Train a Gradiant Boosting regressor on the California housing dataset._

Let's load the dataset using Scikit-Learn's `fetch_california_housing()` function:

In [1]:
from sklearn.datasets import fetch_california_housing

housing = fetch_california_housing()
X = housing["data"]
y = housing["target"]

In [2]:
y

array([4.526, 3.585, 3.521, ..., 0.923, 0.847, 0.894])
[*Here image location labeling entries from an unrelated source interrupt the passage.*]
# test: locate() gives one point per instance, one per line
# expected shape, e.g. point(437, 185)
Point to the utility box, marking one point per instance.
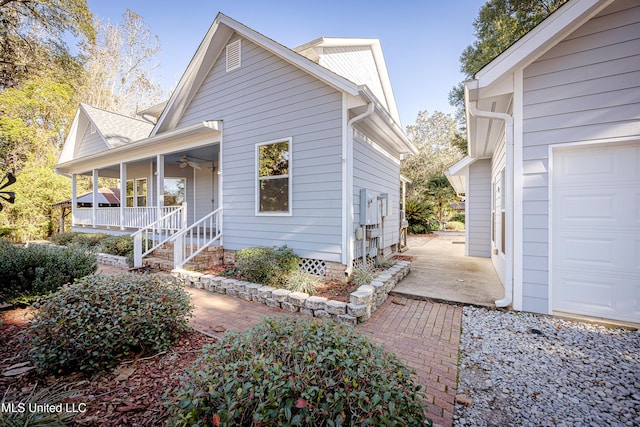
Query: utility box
point(369, 207)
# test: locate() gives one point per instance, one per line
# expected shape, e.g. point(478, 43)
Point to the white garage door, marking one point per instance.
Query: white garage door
point(595, 241)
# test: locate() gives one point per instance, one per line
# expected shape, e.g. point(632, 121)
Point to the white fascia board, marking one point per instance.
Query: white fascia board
point(290, 56)
point(174, 140)
point(69, 146)
point(457, 174)
point(458, 168)
point(188, 79)
point(378, 57)
point(540, 39)
point(404, 145)
point(204, 58)
point(458, 182)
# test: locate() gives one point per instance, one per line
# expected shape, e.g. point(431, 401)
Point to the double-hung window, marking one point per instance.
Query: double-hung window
point(136, 192)
point(273, 186)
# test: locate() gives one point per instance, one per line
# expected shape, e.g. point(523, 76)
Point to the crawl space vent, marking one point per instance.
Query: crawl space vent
point(233, 55)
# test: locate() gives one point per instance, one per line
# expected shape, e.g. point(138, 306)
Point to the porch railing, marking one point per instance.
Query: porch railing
point(155, 234)
point(191, 241)
point(134, 217)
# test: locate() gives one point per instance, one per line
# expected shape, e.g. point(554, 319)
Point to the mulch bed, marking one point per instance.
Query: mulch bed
point(130, 395)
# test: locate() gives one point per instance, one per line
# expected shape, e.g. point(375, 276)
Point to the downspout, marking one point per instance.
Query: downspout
point(347, 157)
point(508, 121)
point(220, 184)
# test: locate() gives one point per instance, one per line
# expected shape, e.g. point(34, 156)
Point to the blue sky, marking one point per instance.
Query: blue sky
point(421, 39)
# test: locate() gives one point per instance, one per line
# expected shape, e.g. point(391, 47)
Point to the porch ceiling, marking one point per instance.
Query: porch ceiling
point(199, 142)
point(484, 134)
point(207, 154)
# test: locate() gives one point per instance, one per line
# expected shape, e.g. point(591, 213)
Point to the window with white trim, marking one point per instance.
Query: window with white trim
point(136, 192)
point(174, 191)
point(273, 171)
point(234, 55)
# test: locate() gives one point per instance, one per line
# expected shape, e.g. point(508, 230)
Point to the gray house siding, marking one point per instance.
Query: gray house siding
point(375, 171)
point(91, 143)
point(478, 205)
point(585, 88)
point(267, 99)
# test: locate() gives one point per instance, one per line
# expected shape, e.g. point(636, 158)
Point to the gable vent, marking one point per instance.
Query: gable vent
point(233, 55)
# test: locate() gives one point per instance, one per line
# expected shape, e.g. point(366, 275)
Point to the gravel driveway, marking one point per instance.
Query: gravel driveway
point(528, 370)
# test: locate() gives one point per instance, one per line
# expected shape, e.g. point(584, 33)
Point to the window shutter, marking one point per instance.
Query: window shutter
point(233, 55)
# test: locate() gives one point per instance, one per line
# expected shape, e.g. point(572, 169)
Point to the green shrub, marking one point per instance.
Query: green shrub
point(298, 281)
point(62, 239)
point(297, 372)
point(454, 225)
point(39, 269)
point(268, 266)
point(418, 229)
point(74, 238)
point(117, 245)
point(100, 319)
point(458, 217)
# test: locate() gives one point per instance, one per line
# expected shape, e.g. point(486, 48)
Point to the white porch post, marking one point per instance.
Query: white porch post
point(160, 184)
point(74, 198)
point(94, 198)
point(123, 193)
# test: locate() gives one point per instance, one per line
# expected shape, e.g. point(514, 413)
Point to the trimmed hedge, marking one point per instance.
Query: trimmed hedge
point(100, 319)
point(37, 270)
point(297, 372)
point(267, 266)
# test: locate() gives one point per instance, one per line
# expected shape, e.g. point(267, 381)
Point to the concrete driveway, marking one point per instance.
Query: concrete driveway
point(440, 271)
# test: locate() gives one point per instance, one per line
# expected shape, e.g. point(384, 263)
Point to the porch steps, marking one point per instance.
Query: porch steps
point(162, 258)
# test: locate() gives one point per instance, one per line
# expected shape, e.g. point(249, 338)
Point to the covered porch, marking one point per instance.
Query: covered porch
point(175, 177)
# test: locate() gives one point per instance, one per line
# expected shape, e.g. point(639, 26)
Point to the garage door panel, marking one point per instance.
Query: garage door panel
point(586, 207)
point(599, 296)
point(598, 251)
point(595, 243)
point(586, 251)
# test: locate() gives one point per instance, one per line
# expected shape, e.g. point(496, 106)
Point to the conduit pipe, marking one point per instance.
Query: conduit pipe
point(347, 157)
point(508, 121)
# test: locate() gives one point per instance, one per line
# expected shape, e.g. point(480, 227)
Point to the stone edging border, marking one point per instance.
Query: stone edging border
point(362, 303)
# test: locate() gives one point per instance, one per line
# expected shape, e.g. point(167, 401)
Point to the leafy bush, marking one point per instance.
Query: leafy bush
point(298, 281)
point(454, 225)
point(117, 245)
point(36, 405)
point(268, 266)
point(100, 319)
point(297, 372)
point(458, 217)
point(62, 239)
point(420, 217)
point(39, 269)
point(74, 238)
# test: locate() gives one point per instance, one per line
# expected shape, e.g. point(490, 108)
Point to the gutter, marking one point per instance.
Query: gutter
point(347, 164)
point(508, 121)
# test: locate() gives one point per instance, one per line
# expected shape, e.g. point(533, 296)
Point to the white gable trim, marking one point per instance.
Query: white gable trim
point(187, 137)
point(539, 40)
point(376, 50)
point(222, 29)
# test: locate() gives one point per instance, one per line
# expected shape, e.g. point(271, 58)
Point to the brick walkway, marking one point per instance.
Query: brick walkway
point(423, 334)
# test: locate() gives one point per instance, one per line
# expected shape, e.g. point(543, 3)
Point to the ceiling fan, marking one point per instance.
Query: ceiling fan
point(185, 161)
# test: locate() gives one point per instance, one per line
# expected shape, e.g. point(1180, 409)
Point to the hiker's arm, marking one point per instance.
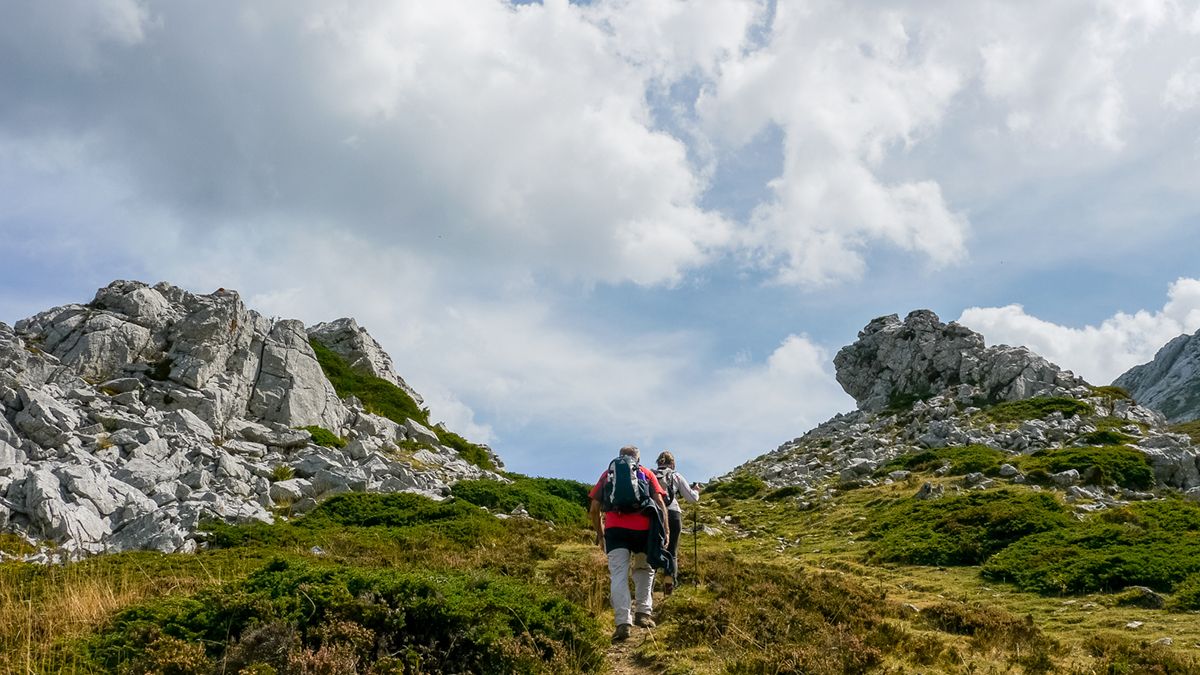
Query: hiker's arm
point(688, 491)
point(663, 514)
point(597, 521)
Split it into a training set and a test set:

In [3]:
from sklearn.model_selection import train_test_split

X_train, X_test, y_train, y_test = train_test_split(X, y, test_size=0.2, random_state=42)

In [4]:
from sklearn.preprocessing import StandardScaler

scaler = StandardScaler()
X_train_scaled = scaler.fit_transform(X_train)
X_test_scaled = scaler.transform(X_test)

Q1. Use GradientBoostingRegressor model in two settings 1) learning rate 1, number of estimators =3, and 2) learning rate 0.1 number of estimator =200 . What do you observe. Describe your observatioon in text format in canvas PCA.

In [19]:
from sklearn.ensemble import GradientBoostingRegressor
gbrt1 = GradientBoostingRegressor(n_estimators=3, learning_rate=1.0)
gbrt1.fit(X_train_scaled, y_train)
y_pred1 = gbrt1.predict(X_test_scaled)

gbrt2 = GradientBoostingRegressor(n_estimators=200, learning_rate=0.1)
gbrt2.fit(X_train_scaled, y_train)
y_pred2 = gbrt2.predict(X_test_scaled)

In [20]:
from sklearn.metrics import mean_squared_error

print(mean_squared_error(y_test, y_pred1))
print(mean_squared_error(y_test, y_pred2))

0.4473509371594874
0.2614592448892024


Q2. What is the good choice of values for these two hyper-parameters.
Hint:

In order to find the optimal number of trees, you can use early stopping. A simple way to implement this is to use the staged_predict() method: it returns an iterator over the predictions made by the ensemble at each stage of train‐ ing (with one tree, two trees, etc.).  See example code in book page 206.

In [35]:
import numpy as np

gbrt = GradientBoostingRegressor(n_estimators=1000, learning_rate=0.1)
gbrt.fit(X_train_scaled, y_train)
errors = [mean_squared_error(y_test, y_pred)
for y_pred in gbrt.staged_predict(X_test_scaled)]
bst_n_estimators = np.argmin(errors) + 1

bst_n_estimators

991

In [36]:
gbrt_best = GradientBoostingRegressor(n_estimators=bst_n_estimators, learning_rate=0.1)
gbrt_best.fit(X_train_scaled, y_train)
y_pred = gbrt_best.predict(X_test_scaled)
print(mean_squared_error(y_test, y_pred))

0.22319500733262296


In [30]:
gbrtw = GradientBoostingRegressor(warm_start=True)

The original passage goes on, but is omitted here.